In 2021, Nokia’s management has forecast sales between $25
billion and $26.4 billion, and its operating margin is estimated
between 7% and 10%. Nokia stock is trading at $4.94 and has gained
28% in 2021. However, in the last five years, it has generated
returns of just 10% and in the last 10-years, the returns are an
abysmal -21.3%.
Sundial Growers
Another Canadian pot stock that makes the penny stock list is
Sundial Growers (NASDAQ: SNDL).
There are several reasons why Canadian marijuana companies
including Sundial have grossly underperformed the broader markets
or their peers south of the border. These include high inventory
levels, negative profit margins, and a thriving black market among
many others.
Sundial stock is trading at $0.72 per share which is 94%
below its record highs.
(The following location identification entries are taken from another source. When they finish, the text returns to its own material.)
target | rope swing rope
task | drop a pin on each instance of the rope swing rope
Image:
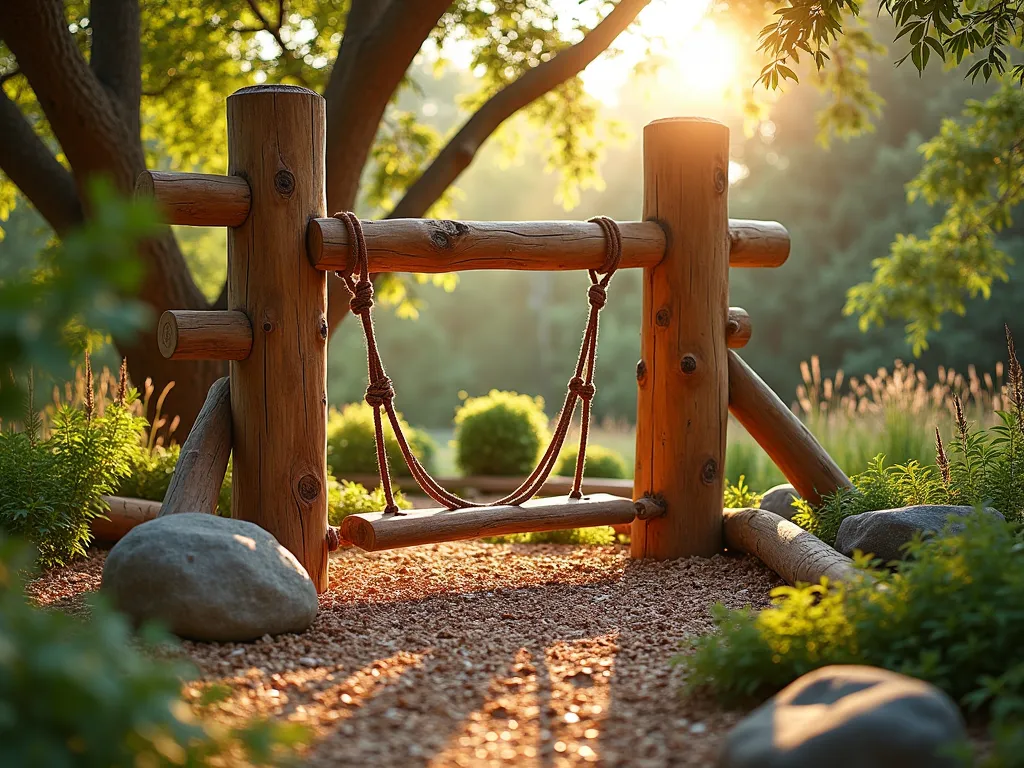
(380, 392)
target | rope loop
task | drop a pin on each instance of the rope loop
(363, 298)
(379, 392)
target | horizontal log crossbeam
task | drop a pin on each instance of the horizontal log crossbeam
(198, 335)
(377, 530)
(433, 246)
(197, 199)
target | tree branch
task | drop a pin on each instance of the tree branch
(81, 111)
(461, 151)
(115, 54)
(28, 162)
(376, 52)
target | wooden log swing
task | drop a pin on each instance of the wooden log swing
(271, 412)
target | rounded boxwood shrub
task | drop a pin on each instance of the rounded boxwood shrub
(601, 462)
(351, 450)
(501, 433)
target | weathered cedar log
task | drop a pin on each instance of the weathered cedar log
(682, 409)
(781, 434)
(437, 246)
(275, 138)
(377, 530)
(200, 472)
(755, 244)
(738, 329)
(784, 547)
(123, 515)
(197, 335)
(197, 199)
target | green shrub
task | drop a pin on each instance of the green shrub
(151, 473)
(601, 462)
(351, 448)
(50, 484)
(75, 693)
(740, 496)
(502, 433)
(949, 615)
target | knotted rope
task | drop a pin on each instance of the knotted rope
(380, 392)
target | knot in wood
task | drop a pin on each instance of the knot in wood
(582, 389)
(309, 487)
(333, 539)
(379, 392)
(443, 233)
(363, 299)
(709, 471)
(284, 182)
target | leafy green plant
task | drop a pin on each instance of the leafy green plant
(53, 474)
(351, 448)
(501, 433)
(83, 693)
(949, 615)
(601, 462)
(740, 496)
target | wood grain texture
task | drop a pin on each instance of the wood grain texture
(439, 246)
(781, 434)
(377, 531)
(123, 515)
(683, 388)
(197, 199)
(201, 335)
(279, 393)
(738, 329)
(784, 547)
(758, 244)
(200, 471)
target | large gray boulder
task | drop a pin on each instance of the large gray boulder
(849, 717)
(209, 578)
(779, 500)
(884, 532)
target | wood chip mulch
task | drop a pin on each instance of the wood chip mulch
(477, 654)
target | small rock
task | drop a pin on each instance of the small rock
(211, 579)
(884, 532)
(849, 717)
(779, 500)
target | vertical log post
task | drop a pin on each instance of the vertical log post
(279, 393)
(682, 375)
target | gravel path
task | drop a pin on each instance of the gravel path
(476, 654)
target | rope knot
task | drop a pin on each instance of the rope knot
(379, 392)
(363, 298)
(333, 539)
(582, 389)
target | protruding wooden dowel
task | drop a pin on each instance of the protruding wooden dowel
(197, 199)
(216, 335)
(123, 515)
(784, 547)
(781, 434)
(378, 530)
(433, 246)
(737, 329)
(758, 243)
(203, 462)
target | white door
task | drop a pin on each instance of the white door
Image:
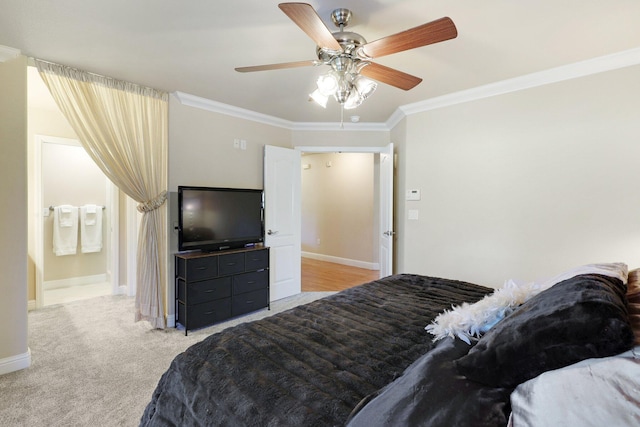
(282, 181)
(386, 211)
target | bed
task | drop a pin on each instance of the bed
(362, 357)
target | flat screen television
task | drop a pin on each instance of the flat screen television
(212, 219)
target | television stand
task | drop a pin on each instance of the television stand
(216, 286)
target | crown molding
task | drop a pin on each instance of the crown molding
(7, 53)
(588, 67)
(346, 126)
(567, 72)
(230, 110)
The company recently reported its Q1
results and reported a negative gross profit of CA$3.45 million.
Even if we account for inventory write-downs the gross margin was
still negative in Q1 due to price pressures. Sundial confirmed it
is reducing its product portfolio to focus on higher-margin
ones.
Sundial reported an adjusted EBITDA profit of CA$3.3 million but
its net loss stood at CA$134.4 million. In the prior-year period,
its EBITDA loss was CA$5.6 million. The company managed to reduce
its operating expenses to CA$8.1 million in Q1 compared to CA$8.8
million in Q4. Its selling general and administrative costs also
fell by 35% compared to the prior-year period.
In case Sundial can increase profit margins and race to
profitability in the upcoming quarters the stock might gain
momentum and end the year at a higher price.